Kenkei (賢憬)

Kenkei (714 - December 15, 793) was a Buddhist priest of Hosso sect of Buddhism (Japanese equivalent of the Chinese Faxiang sect or Dharma-character school), who lived in the Nara period. His secular surname was Aratai. He was born in Owari Province. He also went by the name Kenkyo. He was called Owari Sozu (literally, high priest of Owari) or Owari Daisozu (literally, head priest of Owari).

Under Senkyo, master of the Hosso sect at Kofuku-ji Temple, Kenkei studied vijnapti-matrata or Consciousness-only school (aka Yuishiki or wei shih, i.e. a theory that all existence is subjective and nothing exists outside of the mind) and dharmalaksana or Dharma-character school (aka Hosso or faxiang, i.e. the specific characteristics of all manifest phenomena), and also practiced a kind of asceticism called kugo-rengyo, and in the new year of 743, as Shishu (Master) Kenkei of Kofuku-ji Temple he nominated Komaro, who was his relative, for becoming an ubasoku (aka upasaka, referring to a lay servant). In 754, the Tang priest named Ganjin (aka Janzen) was welcomed to Naniwa, and in the following year of 755, Kenkei abandoned the former Buddhist precepts and received gusokukai (i.e. full precepts) from Ganjin. In 758, he dedicated a full set of 420 scrolls of Buddhist sutras to Toshodai-ji Temple. In 774, he served as Risshi (literally, preceptor, referring to the third rank of priest following Sojo and Sozu). Circa 778, he mastered enju-ho (literally, prayers for life prolonging) at Mt. Murou in Yamato Province and cured a chronic disease Crown Prince Yamabe (the future Emperor Kammu) was suffering from, thereby earning the profound trust of the prince. In 780, Kenkei built a three-storied pagoda at Jingu-ji Temple at Tado-taisha Shrine, and during the Hoki era (770-780) he established Murou-ji Temple. In 784, he was given the Buddhist priest rank of Daisozu. In Saicho's kaicho (Certificates of Reception of Buddhist Commandments) of May 785, and in "Tado-jinguji garan engi narabini shizai cho" (literally, directory of Tado Jingu-ji Temple origins and property), he signed his name as a member of Sogo (ancient Buddhist ecclesiastical authority). When a location was selected for the shift of the capital in 793, he was dispatched to a site in Yamashiro (in Yamashiro Province). On that occasion, he served as doshi (officiating Buddhist priest) at a memorial service at Monju-do Hall of Mt. Hiei. Kenkei passed away at the age of 80 in December 15, 793.

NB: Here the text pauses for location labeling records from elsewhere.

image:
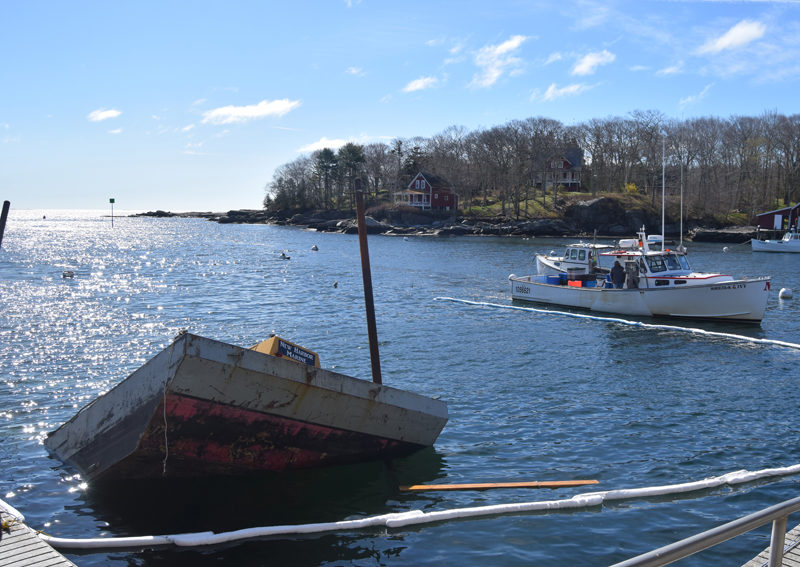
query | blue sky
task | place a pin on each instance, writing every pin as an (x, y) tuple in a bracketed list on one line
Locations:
[(190, 106)]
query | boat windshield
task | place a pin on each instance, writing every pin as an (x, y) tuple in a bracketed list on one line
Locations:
[(667, 262), (672, 262)]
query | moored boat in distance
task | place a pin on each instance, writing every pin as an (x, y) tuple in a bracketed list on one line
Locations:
[(789, 243), (202, 407), (652, 280)]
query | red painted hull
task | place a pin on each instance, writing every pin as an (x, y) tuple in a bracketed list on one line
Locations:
[(206, 408), (210, 439)]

Known for his prodigious scholarship he delved into the text 'Shakumakaenron' (annotated 10 volume translated Mahayana Buddhism text brought back from Tang China by Buddhist priest Kaimyo of Daian-ji Temple during his Nitto Guho [a pilgrimage to China in search of the Law]) coming to the conclusion it was a fake, which influenced the dispute between Saicho and Tokuitsu of Aizu. Among his many acolytes, Shuen and Myofuku are famous.